Alan Fairs

Alan Fairs

Alan’s background was in church and choral music.  He was a chorister at Caius College, Cambridge, then bass lay clerk at Worcester Cathedral.  He also sang with several professional choirs, especially the BBC Singers, and developed a wide-ranging oratorio repertoire, with engagements for a large number of choral societies from Truro to Aberdeen.

After winning the Incorporated Society of Musicians’ national ‘Festival Days’ competition, he embarked on a full-time solo singing career, with many years of private study in singing.  After several solo recitals on Radio 3, and further oratorio concerts, he auditioned successfully for Glyndebourne, embarking on an award-winning operatic career which has spanned three decades.  He has performed many principal roles at Glyndebourne, Welsh National Opera, Scottish Opera and Covent Garden, as well as with other opera companies in the UK and abroad.

After this long career in opera, Alan has decided to focus on oratorio – where he began.  Concerts this year have included two performances of Stainer’s Crucifixion, Beethoven’s Mass in C, Haydn’s The Seasons, the Nelson Mass, the Stabat Maters of Rossini and Dvorak, Brahms’ German Requiem, Stanford’s Songs of the Fleet, Vaughan Williams’ Five Mystical Songs, a premiere of De Profundis by Piers Maxim, Dvorak’s Requiem and several performances of Messiah, with a Verdi Requiem to look forward to next year.  Over the past year, Alan has also given three performances of Barber’s Dover Beach with two string quartets.

With his wife, Heather, accompanying, he recently presented a ‘Teatime Entertainment’ – a light-hearted affair on Sunday afternoons, featuring Songs of Jerome Kern, Flanders and Swann, etc., which raised just short of £3,500 for the Save the Children Fund.  They offer the same for choral societies’ fundraising.

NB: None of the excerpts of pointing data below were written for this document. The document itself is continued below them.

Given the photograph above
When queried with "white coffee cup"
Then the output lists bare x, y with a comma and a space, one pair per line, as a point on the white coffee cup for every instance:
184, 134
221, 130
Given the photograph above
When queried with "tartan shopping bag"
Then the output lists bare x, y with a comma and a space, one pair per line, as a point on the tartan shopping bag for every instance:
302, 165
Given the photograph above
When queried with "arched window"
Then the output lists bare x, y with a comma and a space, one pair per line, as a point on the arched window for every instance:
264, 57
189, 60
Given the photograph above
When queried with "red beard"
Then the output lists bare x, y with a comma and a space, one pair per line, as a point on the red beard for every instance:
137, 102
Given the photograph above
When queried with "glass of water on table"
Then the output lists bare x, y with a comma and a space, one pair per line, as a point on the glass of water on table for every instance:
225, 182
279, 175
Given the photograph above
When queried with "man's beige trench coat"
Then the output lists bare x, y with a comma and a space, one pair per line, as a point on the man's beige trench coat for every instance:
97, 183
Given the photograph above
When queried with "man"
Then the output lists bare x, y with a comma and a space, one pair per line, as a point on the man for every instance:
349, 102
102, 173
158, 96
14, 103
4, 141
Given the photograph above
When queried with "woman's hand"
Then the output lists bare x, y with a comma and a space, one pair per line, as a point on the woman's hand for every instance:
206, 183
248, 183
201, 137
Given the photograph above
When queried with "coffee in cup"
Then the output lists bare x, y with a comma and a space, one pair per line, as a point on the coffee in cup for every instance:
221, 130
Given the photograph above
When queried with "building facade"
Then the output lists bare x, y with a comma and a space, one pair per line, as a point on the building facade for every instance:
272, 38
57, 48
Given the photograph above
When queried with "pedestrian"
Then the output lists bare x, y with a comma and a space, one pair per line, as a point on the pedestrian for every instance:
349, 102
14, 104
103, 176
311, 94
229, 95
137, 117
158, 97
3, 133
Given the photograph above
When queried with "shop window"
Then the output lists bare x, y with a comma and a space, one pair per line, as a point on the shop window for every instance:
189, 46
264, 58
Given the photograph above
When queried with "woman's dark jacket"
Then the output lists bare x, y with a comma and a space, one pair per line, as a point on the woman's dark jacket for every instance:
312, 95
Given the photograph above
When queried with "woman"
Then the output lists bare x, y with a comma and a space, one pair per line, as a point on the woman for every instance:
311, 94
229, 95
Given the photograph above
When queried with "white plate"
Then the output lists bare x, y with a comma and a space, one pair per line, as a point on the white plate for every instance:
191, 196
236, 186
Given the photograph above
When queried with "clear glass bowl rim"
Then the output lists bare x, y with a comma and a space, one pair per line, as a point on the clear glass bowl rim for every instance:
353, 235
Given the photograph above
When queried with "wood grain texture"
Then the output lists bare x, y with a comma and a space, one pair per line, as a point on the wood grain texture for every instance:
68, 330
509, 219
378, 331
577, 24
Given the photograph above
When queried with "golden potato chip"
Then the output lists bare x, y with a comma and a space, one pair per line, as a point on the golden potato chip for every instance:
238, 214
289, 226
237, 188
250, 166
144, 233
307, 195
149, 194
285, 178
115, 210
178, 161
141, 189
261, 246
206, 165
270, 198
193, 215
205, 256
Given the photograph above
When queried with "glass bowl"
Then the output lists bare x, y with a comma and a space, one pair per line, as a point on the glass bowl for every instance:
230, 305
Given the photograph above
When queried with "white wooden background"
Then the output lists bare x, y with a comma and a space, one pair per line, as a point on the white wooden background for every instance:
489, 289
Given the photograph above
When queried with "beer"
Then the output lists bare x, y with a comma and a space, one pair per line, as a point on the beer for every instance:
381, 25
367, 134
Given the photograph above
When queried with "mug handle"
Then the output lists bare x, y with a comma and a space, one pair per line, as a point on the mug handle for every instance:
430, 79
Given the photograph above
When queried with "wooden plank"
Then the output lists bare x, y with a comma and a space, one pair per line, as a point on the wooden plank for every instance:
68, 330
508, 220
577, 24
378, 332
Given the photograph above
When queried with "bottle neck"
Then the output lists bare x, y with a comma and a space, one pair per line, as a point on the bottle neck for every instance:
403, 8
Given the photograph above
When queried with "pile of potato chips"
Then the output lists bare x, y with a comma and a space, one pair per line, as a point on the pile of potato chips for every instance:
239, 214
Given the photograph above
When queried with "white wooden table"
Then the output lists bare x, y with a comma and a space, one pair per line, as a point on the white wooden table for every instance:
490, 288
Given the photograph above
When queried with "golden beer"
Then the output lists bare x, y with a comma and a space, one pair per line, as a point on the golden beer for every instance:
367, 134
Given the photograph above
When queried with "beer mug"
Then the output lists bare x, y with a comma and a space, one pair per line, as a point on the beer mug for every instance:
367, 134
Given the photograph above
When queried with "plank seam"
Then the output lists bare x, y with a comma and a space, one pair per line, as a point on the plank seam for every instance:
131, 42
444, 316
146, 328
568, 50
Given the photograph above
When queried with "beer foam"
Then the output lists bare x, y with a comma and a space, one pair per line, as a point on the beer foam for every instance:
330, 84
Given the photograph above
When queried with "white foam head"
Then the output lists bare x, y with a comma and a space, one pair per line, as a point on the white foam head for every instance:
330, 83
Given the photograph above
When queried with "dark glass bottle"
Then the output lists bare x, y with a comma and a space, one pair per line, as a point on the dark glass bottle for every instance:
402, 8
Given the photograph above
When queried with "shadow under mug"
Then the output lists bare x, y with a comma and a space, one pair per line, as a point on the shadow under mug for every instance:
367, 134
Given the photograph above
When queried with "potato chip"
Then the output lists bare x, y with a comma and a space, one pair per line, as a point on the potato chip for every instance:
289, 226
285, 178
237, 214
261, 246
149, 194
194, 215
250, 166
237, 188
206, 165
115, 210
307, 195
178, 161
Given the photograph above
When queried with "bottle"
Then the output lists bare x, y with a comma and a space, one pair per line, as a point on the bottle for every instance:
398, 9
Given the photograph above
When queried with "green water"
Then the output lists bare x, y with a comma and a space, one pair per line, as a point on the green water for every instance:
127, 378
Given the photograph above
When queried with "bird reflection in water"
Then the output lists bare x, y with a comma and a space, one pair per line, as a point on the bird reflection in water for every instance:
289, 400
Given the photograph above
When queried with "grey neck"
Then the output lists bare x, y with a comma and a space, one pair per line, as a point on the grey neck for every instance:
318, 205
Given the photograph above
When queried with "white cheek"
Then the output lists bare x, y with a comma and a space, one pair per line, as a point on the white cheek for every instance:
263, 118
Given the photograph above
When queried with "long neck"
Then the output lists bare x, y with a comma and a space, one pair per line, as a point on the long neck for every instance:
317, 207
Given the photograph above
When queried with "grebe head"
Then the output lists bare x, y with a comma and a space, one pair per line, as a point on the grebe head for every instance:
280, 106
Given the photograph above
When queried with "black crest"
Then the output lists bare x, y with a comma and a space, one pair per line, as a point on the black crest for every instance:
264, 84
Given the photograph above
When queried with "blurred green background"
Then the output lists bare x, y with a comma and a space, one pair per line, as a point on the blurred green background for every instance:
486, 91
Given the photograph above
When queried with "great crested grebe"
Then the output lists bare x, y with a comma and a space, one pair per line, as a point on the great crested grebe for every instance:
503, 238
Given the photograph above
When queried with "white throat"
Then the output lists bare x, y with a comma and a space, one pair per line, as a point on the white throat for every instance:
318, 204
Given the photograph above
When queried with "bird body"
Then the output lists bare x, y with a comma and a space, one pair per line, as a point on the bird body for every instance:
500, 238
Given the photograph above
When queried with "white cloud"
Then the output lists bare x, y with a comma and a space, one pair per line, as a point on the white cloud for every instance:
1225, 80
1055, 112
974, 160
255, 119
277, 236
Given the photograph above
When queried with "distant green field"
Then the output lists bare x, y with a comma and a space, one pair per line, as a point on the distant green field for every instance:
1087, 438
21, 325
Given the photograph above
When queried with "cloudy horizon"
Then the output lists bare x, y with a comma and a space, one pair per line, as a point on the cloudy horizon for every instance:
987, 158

Besides his work as a singer, Alan is an economist, DIY enthusiast, and cook.  Since he drives a car to almost all his rehearsals and engagements, and lives far from London, he considers he must have driven well over half a million miles in his long career, and sometimes thinks of himself as being a professional driver, the bouts of singing being merely what happens between all the long journeys.  He has driven home to Bewdley, Worcestershire through Shipston very late at night on many occasions!